農林水産省は先月29日、介護食品のJAS規格制定に関する農林物資規格調査会部会を開催し、「JAS規格及び認定の技術的基準の概要(案)」を提示。規格草案をもとに、格付や表示に関する議論がなされた。
部会冒頭、同省食料産業局・食品製造課長の神井弘之氏があいさつに立ち、介護食品の供給拡大は、利用者の生活の質の向上と食品産業の裾野拡大に重要であることから「利用者が分かりやすく、製造者の過度の負担にならないよう」JAS規格制定を進めたい、とした。JAS規格の対象とする介護食品の範囲として、同省は「かむことに問題がある人向けの食品」と定義。「飲み込むことに問題がある人向けの食品」(えん下困難者用食品)は、任意のJAS制度に置き換えることで食品事故発生リスクを高める恐れがあるとし、えん下困難者向け食品は健康増進法に定める特別用途表示許可制度にゆだねるとした。

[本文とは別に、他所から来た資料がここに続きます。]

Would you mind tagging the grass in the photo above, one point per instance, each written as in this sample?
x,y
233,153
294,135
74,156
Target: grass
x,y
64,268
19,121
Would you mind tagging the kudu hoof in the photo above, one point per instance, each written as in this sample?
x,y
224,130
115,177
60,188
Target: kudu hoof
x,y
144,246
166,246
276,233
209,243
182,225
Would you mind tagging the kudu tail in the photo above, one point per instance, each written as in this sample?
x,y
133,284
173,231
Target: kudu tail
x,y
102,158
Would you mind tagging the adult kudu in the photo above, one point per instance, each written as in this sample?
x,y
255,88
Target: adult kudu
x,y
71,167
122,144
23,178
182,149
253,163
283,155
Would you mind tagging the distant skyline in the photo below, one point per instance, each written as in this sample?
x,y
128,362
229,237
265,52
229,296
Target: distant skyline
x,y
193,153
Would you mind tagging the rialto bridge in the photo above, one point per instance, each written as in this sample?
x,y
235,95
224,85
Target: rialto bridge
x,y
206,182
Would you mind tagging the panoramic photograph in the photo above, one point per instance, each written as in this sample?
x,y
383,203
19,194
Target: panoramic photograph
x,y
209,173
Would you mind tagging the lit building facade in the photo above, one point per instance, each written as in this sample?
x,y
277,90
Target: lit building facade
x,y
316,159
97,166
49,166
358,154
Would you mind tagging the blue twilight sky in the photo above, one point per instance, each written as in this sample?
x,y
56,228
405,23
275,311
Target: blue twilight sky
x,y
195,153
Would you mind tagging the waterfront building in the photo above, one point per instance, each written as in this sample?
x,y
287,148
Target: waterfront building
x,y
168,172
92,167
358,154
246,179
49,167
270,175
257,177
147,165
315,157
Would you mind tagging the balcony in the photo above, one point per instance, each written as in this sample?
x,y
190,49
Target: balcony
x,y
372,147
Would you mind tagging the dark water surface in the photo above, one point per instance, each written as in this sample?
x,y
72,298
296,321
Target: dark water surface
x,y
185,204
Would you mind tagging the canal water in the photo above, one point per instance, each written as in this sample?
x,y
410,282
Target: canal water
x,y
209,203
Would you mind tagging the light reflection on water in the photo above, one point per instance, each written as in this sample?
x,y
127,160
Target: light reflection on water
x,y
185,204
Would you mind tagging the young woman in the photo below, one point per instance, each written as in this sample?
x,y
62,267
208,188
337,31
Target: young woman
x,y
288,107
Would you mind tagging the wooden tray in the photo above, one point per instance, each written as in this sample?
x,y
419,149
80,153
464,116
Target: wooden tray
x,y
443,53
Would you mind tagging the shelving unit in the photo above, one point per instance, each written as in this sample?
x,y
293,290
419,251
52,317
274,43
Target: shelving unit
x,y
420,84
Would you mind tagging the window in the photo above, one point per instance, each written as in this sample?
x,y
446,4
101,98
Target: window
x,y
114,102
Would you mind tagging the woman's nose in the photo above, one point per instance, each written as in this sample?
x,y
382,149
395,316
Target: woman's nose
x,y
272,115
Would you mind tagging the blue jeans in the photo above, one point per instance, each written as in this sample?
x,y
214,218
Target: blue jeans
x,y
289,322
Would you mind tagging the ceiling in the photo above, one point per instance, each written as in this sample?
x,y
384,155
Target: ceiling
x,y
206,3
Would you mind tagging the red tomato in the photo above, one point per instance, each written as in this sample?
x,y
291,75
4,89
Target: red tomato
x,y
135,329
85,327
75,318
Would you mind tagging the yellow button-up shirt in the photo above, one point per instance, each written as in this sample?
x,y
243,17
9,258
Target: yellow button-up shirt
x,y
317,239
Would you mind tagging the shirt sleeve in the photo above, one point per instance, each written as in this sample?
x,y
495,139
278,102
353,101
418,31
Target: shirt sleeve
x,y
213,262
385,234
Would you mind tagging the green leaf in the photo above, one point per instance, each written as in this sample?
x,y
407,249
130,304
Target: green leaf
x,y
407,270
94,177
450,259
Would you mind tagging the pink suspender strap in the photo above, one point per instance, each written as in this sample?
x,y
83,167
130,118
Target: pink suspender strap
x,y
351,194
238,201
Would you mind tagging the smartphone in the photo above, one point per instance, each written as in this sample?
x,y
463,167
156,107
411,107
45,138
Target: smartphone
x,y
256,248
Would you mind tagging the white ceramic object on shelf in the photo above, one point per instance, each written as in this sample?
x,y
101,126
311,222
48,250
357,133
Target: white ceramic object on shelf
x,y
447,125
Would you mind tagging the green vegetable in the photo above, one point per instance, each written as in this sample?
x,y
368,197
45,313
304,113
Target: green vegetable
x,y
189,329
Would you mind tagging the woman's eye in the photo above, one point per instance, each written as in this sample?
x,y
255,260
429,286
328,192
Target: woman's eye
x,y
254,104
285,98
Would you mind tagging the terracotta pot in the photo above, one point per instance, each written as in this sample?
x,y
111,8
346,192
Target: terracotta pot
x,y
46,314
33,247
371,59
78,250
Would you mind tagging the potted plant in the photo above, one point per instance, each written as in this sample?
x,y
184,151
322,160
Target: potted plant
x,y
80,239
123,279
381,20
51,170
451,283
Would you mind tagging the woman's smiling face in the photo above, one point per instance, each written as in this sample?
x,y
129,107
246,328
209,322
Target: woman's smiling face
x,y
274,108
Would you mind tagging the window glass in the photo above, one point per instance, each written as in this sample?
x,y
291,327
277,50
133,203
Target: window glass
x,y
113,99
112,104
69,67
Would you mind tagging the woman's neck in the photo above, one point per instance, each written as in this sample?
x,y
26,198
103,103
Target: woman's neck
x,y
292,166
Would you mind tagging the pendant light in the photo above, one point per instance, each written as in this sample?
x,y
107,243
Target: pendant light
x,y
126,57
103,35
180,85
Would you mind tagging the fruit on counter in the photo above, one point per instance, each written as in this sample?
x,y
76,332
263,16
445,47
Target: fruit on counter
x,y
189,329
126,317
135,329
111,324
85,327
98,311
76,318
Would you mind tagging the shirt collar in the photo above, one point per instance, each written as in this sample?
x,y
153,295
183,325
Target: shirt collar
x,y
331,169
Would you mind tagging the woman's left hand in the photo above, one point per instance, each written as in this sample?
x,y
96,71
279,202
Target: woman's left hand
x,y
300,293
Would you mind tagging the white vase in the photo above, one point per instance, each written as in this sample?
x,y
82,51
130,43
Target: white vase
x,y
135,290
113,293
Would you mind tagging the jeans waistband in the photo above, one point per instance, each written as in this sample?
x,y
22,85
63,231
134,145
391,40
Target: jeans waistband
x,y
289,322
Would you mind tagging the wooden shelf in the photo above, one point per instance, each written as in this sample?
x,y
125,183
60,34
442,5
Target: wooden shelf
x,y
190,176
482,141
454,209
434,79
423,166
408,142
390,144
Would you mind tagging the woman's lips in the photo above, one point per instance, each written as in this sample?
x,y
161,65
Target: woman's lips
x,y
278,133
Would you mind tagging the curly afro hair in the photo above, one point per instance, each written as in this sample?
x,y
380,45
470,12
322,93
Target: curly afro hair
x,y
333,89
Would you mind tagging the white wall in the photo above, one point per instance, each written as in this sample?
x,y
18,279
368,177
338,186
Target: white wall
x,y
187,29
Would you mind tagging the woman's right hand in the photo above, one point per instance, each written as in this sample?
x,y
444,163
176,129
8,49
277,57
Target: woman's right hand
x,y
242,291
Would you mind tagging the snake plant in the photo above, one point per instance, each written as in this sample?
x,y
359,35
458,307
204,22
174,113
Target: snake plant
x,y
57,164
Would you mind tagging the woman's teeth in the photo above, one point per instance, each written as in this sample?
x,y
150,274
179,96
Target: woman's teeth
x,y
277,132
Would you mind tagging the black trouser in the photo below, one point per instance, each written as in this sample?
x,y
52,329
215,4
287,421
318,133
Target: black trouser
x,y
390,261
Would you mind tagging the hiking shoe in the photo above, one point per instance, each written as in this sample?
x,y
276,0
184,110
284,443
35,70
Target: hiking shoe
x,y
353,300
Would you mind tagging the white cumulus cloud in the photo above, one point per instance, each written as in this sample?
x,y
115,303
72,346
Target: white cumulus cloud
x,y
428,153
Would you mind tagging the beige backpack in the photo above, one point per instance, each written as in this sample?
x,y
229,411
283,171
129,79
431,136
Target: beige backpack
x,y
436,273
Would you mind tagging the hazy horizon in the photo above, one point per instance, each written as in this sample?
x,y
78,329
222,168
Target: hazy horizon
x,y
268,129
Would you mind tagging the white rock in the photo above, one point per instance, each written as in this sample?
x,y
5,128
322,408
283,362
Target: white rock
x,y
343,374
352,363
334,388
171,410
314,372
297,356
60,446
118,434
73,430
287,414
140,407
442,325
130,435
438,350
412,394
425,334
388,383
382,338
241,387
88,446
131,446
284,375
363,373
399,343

同省からは、既存の民間規格をベースとした「基準概要(案)」(表)が提示され、基準項目として「弱い力でかめる」「歯ぐきでつぶせる」などの 4 区分の固さのほか、凝集性や付着性、離水の程度を設ける旨の提案がなされた。官能評価に関しては「歯がある人が『歯ぐきでつぶせる』といった評価は困難だ」などとする指摘もあり、評価員の資格設定についても議論が交わされた。このほか「かまなくてよい」と表示することで利用者の限定や咀嚼意欲低下などにつながる、あるいは「歯ぐきでつぶせる」といった表現は離乳食と誤認される可能性があるとの指摘も。スマイルケア食の普及・啓蒙活動の推進も不可欠だとの声も上がった。